When you are done with the environment, don't forget to deactivate your Anaconda environment : conda deactivate
At the end of the course, send your assignments by email to the instructor.
BEFORE SENDING:
- Check that your Jupyter notebook runs from start to finish when you run it from top to bottom, using
Kernel > Restart & Run All
. Clean up all unecessary cells. Your grade is based on how far the execution of the notebook goes from top to bottom without me going in. - Don't rename the files, and preserve the folder structure when sending the zipped project, even if you did not complete the notebook.
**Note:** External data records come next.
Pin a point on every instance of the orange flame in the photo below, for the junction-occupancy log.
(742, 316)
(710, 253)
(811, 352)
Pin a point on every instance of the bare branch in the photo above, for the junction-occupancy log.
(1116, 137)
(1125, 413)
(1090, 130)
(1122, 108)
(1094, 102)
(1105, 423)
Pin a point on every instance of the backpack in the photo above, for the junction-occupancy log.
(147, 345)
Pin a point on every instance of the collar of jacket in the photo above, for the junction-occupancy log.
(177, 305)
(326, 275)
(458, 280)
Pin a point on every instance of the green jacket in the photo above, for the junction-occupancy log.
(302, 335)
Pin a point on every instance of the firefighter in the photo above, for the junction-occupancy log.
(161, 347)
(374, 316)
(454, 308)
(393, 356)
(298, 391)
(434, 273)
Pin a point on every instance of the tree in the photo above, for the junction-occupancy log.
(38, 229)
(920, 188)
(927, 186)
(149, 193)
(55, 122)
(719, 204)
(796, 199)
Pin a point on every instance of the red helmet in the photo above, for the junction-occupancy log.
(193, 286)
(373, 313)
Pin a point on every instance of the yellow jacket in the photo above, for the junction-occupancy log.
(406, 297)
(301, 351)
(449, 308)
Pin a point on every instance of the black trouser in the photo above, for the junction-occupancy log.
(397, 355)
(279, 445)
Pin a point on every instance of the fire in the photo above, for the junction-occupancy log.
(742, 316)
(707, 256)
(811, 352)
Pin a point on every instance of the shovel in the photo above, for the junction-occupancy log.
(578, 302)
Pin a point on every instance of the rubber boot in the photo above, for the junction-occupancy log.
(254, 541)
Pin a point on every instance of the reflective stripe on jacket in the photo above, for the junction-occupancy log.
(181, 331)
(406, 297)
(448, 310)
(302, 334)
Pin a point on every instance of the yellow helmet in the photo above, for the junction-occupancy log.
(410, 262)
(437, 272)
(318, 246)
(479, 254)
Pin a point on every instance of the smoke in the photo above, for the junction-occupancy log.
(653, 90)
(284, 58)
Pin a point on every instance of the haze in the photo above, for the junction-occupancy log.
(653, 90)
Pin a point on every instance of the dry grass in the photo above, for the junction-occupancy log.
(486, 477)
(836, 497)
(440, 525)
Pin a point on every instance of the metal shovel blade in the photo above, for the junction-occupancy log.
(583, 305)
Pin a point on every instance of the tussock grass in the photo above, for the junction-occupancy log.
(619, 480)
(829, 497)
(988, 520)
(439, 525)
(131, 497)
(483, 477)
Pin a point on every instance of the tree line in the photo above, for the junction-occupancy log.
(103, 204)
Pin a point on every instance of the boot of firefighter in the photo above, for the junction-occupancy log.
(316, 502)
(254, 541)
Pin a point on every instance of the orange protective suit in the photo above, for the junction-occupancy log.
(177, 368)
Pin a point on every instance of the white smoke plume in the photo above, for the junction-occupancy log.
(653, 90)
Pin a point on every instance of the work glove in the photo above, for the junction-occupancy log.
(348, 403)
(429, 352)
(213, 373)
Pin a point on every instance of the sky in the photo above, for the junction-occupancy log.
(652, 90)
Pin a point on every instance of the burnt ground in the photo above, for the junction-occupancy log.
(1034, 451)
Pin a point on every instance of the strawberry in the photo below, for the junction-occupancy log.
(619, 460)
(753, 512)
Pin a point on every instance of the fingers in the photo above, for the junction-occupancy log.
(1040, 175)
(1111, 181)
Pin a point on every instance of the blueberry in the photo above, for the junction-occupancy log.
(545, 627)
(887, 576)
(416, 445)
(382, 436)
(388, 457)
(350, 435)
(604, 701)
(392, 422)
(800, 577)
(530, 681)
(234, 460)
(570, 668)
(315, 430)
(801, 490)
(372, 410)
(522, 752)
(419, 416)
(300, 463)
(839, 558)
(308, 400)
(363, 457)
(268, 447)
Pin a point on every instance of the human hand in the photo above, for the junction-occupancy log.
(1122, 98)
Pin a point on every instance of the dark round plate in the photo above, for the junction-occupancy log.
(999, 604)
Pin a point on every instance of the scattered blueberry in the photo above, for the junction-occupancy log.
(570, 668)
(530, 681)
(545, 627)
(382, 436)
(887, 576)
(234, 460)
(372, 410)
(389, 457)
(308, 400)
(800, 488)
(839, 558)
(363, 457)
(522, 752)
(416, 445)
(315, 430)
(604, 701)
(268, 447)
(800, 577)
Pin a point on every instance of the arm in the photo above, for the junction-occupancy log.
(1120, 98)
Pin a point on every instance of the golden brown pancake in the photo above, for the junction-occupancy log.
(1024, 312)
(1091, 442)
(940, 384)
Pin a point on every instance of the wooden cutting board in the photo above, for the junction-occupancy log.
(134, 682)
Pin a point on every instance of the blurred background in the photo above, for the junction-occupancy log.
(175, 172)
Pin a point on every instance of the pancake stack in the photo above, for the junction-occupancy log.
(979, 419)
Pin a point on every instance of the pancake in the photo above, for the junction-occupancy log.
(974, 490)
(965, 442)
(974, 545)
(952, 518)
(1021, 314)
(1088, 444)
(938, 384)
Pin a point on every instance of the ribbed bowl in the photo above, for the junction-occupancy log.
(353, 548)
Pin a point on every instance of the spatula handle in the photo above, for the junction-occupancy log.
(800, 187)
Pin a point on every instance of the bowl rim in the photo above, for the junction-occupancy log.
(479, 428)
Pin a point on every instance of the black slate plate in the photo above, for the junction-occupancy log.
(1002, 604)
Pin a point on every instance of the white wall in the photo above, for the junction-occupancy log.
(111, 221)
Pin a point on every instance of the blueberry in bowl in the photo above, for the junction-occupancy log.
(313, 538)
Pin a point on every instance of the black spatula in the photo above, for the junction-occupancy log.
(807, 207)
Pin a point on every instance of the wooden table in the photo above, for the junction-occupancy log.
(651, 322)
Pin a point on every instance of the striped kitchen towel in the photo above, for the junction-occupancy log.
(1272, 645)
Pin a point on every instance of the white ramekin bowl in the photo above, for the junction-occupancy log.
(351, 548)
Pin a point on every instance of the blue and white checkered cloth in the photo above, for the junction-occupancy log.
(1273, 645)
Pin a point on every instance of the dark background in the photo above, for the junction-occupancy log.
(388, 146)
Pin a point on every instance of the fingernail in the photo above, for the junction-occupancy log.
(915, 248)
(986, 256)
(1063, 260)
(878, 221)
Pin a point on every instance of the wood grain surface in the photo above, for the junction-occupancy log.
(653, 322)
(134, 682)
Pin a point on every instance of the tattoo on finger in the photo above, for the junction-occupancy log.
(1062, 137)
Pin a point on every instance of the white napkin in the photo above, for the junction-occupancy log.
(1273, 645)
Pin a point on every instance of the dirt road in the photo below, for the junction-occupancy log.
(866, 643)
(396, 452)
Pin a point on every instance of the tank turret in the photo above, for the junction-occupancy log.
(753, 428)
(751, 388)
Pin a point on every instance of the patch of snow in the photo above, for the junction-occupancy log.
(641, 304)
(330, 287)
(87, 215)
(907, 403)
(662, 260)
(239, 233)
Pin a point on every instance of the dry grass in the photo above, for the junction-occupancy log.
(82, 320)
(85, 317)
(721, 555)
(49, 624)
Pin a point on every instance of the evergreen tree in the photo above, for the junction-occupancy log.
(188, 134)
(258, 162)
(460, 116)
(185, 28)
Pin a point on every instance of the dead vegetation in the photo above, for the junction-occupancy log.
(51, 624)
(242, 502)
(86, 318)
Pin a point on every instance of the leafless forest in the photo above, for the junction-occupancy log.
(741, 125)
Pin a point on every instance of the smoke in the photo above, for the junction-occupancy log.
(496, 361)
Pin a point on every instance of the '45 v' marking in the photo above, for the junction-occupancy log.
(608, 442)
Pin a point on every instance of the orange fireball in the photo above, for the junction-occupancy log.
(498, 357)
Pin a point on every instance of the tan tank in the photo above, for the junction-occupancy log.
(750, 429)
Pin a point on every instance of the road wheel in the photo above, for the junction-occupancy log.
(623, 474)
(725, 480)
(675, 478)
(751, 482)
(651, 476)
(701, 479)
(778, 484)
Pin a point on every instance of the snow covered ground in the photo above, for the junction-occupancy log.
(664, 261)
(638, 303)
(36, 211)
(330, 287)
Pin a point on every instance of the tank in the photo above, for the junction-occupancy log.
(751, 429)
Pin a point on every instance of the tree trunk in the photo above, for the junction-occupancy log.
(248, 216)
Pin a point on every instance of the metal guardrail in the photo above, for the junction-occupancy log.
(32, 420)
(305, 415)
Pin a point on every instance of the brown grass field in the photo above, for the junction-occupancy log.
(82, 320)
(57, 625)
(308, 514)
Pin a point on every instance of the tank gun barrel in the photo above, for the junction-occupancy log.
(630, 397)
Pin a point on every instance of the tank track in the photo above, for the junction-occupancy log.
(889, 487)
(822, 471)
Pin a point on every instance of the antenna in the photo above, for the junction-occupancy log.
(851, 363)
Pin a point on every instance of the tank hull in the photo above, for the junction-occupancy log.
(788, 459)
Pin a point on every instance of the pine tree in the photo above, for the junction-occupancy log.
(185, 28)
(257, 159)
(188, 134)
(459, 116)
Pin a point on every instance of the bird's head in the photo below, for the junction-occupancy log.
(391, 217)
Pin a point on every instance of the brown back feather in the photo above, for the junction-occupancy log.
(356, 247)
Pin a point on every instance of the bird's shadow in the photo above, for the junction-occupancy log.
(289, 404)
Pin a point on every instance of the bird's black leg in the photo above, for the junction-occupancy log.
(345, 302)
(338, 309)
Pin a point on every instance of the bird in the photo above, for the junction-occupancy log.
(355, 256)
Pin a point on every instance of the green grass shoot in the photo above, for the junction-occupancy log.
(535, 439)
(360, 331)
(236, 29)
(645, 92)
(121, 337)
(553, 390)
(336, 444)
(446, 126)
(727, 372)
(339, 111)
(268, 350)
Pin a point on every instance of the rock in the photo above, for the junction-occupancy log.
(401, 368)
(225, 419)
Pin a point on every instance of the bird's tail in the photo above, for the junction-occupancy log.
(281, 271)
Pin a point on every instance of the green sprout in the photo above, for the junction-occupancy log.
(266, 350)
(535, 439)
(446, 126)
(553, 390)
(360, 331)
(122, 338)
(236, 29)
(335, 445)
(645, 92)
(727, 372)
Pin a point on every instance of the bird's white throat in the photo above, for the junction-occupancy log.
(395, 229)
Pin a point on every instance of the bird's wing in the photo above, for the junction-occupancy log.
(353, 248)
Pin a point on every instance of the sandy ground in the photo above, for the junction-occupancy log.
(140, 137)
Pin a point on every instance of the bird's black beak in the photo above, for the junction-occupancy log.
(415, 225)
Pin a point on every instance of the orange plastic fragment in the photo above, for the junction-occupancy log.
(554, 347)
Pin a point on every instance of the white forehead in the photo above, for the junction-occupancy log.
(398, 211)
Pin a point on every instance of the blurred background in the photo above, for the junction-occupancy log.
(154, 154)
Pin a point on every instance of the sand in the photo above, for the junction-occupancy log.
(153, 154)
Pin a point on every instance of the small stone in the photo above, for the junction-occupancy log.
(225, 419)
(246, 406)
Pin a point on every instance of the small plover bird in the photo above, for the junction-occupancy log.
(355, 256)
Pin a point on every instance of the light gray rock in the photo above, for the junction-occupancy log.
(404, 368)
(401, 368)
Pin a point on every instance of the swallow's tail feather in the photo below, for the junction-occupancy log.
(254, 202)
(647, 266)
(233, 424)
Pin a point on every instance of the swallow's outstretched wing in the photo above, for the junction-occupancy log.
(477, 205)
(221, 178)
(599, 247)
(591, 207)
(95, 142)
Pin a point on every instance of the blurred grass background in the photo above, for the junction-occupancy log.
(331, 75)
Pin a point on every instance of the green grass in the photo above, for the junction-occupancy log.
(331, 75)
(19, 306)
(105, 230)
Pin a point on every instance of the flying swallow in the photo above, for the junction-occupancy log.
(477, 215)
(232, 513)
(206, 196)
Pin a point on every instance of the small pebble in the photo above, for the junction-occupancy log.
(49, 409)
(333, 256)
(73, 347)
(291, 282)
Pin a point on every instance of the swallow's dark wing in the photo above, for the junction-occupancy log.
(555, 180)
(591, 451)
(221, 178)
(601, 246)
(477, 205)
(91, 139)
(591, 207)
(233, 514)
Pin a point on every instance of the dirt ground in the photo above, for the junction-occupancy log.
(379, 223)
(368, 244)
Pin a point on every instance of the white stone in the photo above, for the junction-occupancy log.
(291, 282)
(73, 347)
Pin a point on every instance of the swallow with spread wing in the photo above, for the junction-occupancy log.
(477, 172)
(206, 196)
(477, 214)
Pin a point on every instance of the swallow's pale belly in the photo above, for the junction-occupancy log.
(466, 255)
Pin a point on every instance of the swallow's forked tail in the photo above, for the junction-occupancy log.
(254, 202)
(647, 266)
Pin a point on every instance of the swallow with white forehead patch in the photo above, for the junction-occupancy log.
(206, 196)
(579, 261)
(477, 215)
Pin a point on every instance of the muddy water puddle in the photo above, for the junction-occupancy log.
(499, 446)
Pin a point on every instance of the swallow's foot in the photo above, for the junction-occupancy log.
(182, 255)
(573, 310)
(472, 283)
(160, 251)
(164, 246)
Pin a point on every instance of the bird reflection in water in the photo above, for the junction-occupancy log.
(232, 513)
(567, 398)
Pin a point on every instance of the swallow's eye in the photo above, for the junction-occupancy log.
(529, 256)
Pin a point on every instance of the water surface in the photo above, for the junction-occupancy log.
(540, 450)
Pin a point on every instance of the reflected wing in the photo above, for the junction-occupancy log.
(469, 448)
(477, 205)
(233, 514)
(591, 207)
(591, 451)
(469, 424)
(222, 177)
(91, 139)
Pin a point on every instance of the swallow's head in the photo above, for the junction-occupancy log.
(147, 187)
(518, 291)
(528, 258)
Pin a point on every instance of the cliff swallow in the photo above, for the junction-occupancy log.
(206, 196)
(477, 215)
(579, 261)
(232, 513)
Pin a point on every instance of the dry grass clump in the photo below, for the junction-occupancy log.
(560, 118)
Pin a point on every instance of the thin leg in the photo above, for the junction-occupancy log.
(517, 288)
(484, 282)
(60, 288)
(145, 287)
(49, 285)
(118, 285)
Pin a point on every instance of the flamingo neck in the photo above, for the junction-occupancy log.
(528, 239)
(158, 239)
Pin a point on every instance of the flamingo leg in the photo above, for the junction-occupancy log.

It should look like:
├── 1-beginner
│ └── 1-Initiation.ipynb
├── 2-novice
│ ├── FL_insurance.csv
│ ├── 1-Initiation-RDD.ipynb
│ └── 2-Pagerank-RDD.ipynb
└── 3-advanced
├── FL_insurance.csv
├── titanic.csv
├── 1-Initiation-SparkSQL.ipynb
└── 2-Advanced-SQL-and-ML.ipynb
This repo is generated from a private nbgrader project with the solutions to the problems, which I use to autograde the students solutions.
You may create a pull request with the change in the notebook so I copy-paste it in the private repo and overwrite the files. It is normal if I close and don't merge your PR while overwriting the file with your change. Hopefully I find a better way to regenerate the release folder.